How do you solve x^2 + 9x = -7 graphically and algebraically?

Aug 11, 2017

$x \approx - 0.86 \mathmr{and} - 8.14$

Explanation:

${x}^{2} + 9 x = - 7$

${x}^{2} + 9 x + 7 = 0$

Algebraic Solution:

This is a quadratic eqation of the form: $a {x}^{2} + b x + c = 0$

$x = \frac{- b \pm \sqrt{{b}^{2} - 4 a c}}{2 a}$

Hence, $x = \frac{- 9 \pm \sqrt{{9}^{2} - 4 \cdot 1 \cdot 7}}{2 \cdot 1}$

$= \frac{- 9 \pm \sqrt{81 - 28}}{2}$

$= \frac{- 9 \pm \sqrt{53}}{2}$

$\approx \frac{- 9 \pm 7.28}{2}$

$\approx - 4.5 \pm 3.64$

Hence, $x \approx - 0.86 \mathmr{and} - 8.14$

Graphical Solution:

To find the zeros of $f \left(x\right) = {x}^{2} + 9 x + 7$ we plot $f \left(x\right)$ and find the $x -$intercepts.

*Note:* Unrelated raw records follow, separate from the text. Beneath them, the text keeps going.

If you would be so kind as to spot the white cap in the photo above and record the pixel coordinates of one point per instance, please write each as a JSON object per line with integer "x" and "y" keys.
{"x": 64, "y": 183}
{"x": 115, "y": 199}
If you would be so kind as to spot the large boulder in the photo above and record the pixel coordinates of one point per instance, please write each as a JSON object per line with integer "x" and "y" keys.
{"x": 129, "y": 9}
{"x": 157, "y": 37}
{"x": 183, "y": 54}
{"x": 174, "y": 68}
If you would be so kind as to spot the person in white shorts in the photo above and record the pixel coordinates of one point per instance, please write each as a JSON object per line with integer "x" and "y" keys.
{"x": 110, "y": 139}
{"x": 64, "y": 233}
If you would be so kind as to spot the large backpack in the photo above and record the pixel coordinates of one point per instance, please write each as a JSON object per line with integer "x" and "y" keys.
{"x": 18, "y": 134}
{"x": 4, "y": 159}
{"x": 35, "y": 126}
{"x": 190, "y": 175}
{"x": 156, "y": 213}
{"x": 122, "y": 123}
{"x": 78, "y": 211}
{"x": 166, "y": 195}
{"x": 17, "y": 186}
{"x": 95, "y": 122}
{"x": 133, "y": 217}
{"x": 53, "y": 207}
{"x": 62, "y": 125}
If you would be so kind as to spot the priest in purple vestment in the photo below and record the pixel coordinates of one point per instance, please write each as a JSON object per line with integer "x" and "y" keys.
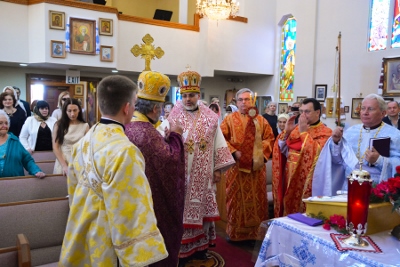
{"x": 164, "y": 159}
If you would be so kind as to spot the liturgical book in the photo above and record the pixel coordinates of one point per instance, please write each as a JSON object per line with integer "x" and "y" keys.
{"x": 382, "y": 145}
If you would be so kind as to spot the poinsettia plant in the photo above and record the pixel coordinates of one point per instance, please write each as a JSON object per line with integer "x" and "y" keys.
{"x": 388, "y": 191}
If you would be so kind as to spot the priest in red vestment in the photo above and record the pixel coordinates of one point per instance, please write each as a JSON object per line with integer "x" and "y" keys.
{"x": 249, "y": 138}
{"x": 296, "y": 151}
{"x": 164, "y": 159}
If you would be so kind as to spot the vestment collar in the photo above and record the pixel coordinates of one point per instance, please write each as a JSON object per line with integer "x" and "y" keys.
{"x": 105, "y": 120}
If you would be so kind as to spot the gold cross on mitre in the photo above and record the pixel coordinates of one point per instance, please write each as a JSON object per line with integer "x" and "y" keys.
{"x": 147, "y": 51}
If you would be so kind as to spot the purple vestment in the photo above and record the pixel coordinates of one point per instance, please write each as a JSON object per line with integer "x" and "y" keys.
{"x": 165, "y": 171}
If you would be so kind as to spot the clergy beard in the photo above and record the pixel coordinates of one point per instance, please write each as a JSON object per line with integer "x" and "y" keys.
{"x": 191, "y": 108}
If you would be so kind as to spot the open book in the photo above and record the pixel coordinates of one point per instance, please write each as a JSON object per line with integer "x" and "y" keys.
{"x": 382, "y": 145}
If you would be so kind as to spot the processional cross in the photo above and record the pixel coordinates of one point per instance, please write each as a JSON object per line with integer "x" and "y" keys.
{"x": 147, "y": 51}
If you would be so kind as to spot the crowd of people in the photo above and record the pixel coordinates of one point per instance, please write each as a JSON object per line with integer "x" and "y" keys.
{"x": 142, "y": 181}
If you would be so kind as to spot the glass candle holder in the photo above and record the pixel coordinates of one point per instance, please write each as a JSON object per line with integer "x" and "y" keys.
{"x": 359, "y": 190}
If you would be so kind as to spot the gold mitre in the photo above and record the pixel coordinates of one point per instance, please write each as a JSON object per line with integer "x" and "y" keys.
{"x": 153, "y": 85}
{"x": 189, "y": 82}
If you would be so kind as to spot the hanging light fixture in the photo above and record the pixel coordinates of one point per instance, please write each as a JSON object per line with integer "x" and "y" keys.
{"x": 217, "y": 9}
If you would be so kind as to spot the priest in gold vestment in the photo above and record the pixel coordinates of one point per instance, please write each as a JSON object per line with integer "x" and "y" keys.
{"x": 111, "y": 221}
{"x": 296, "y": 152}
{"x": 249, "y": 138}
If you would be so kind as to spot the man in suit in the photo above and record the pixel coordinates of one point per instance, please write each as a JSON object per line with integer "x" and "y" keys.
{"x": 26, "y": 104}
{"x": 392, "y": 117}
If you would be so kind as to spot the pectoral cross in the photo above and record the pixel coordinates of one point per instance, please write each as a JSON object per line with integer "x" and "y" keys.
{"x": 190, "y": 146}
{"x": 147, "y": 51}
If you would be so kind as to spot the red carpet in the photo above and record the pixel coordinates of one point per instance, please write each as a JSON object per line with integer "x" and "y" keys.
{"x": 233, "y": 255}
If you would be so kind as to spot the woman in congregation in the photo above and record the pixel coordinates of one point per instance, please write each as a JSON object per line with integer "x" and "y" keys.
{"x": 13, "y": 156}
{"x": 16, "y": 114}
{"x": 67, "y": 131}
{"x": 36, "y": 134}
{"x": 62, "y": 97}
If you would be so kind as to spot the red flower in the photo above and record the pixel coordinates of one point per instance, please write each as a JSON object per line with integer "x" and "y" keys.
{"x": 326, "y": 226}
{"x": 398, "y": 170}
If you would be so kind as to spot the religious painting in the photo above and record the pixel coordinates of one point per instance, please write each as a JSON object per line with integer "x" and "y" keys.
{"x": 56, "y": 20}
{"x": 57, "y": 49}
{"x": 356, "y": 108}
{"x": 329, "y": 108}
{"x": 300, "y": 99}
{"x": 106, "y": 27}
{"x": 79, "y": 89}
{"x": 320, "y": 91}
{"x": 82, "y": 36}
{"x": 391, "y": 76}
{"x": 106, "y": 53}
{"x": 283, "y": 108}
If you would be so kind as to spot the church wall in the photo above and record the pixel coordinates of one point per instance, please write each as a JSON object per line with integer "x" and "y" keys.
{"x": 360, "y": 69}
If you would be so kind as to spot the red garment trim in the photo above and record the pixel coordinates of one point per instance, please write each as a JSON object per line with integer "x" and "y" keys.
{"x": 246, "y": 160}
{"x": 193, "y": 239}
{"x": 294, "y": 144}
{"x": 187, "y": 254}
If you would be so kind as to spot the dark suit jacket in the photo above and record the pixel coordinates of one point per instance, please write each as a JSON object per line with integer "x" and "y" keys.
{"x": 387, "y": 120}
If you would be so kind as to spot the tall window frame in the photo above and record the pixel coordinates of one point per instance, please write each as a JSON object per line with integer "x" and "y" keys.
{"x": 287, "y": 59}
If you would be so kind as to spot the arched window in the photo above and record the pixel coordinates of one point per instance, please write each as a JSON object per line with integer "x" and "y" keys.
{"x": 378, "y": 32}
{"x": 288, "y": 55}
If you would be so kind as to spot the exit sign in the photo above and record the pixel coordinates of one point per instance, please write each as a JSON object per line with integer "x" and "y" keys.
{"x": 73, "y": 77}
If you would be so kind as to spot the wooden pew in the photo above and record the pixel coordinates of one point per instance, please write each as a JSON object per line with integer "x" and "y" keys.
{"x": 42, "y": 222}
{"x": 43, "y": 155}
{"x": 18, "y": 256}
{"x": 46, "y": 166}
{"x": 23, "y": 188}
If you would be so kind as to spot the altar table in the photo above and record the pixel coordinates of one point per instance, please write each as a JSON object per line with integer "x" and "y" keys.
{"x": 291, "y": 243}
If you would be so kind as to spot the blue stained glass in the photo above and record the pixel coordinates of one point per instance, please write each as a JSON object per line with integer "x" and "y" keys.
{"x": 287, "y": 65}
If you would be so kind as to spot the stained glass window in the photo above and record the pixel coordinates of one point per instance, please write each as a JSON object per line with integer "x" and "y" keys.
{"x": 379, "y": 25}
{"x": 288, "y": 52}
{"x": 396, "y": 25}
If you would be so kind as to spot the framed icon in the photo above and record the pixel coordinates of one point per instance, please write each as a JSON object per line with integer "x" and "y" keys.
{"x": 106, "y": 27}
{"x": 106, "y": 53}
{"x": 57, "y": 49}
{"x": 320, "y": 91}
{"x": 56, "y": 20}
{"x": 82, "y": 36}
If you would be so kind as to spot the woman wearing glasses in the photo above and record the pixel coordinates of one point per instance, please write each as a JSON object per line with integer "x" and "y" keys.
{"x": 67, "y": 131}
{"x": 61, "y": 100}
{"x": 37, "y": 130}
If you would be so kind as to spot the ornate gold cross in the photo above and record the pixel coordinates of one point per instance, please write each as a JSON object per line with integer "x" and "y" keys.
{"x": 147, "y": 51}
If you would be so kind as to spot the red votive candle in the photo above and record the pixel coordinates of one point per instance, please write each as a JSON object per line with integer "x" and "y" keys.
{"x": 359, "y": 190}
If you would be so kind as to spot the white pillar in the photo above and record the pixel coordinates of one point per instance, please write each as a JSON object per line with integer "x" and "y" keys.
{"x": 183, "y": 7}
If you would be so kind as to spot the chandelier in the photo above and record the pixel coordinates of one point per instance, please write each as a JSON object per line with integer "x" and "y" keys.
{"x": 217, "y": 9}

As below:

graph{x^2+9x+7 [-28.87, 28.85, -14.44, 14.43]}

As can be seen, the $x -$intercepts of $f \left(x\right)$ are $\approx - 0.86 \mathmr{and} - 8.14$

Hence, this is the graphical solution to the given equation.

Aug 11, 2017

$x = \frac{- 9 \pm \sqrt{53}}{2}$

Explanation:

${x}^{2} + 9 x = - 7$
${x}^{2} + 9 x + 7 = 0$
$x = \frac{- b \pm \sqrt{{b}^{2} - 4 a c}}{2 a}$
$x = \frac{- \left(9\right) \pm \sqrt{{\left(9\right)}^{2} - 4 \left(1\right) \left(7\right)}}{2 \left(1\right)}$
$x = \frac{- 9 \pm \sqrt{53}}{2}$

Solving the equation graphically would be inefficient, since the algebraic method is required to use the graphical method. However, if you are given a graph with the exact value of the x-intercepts, the x-intercepts will be the solutions to the equation.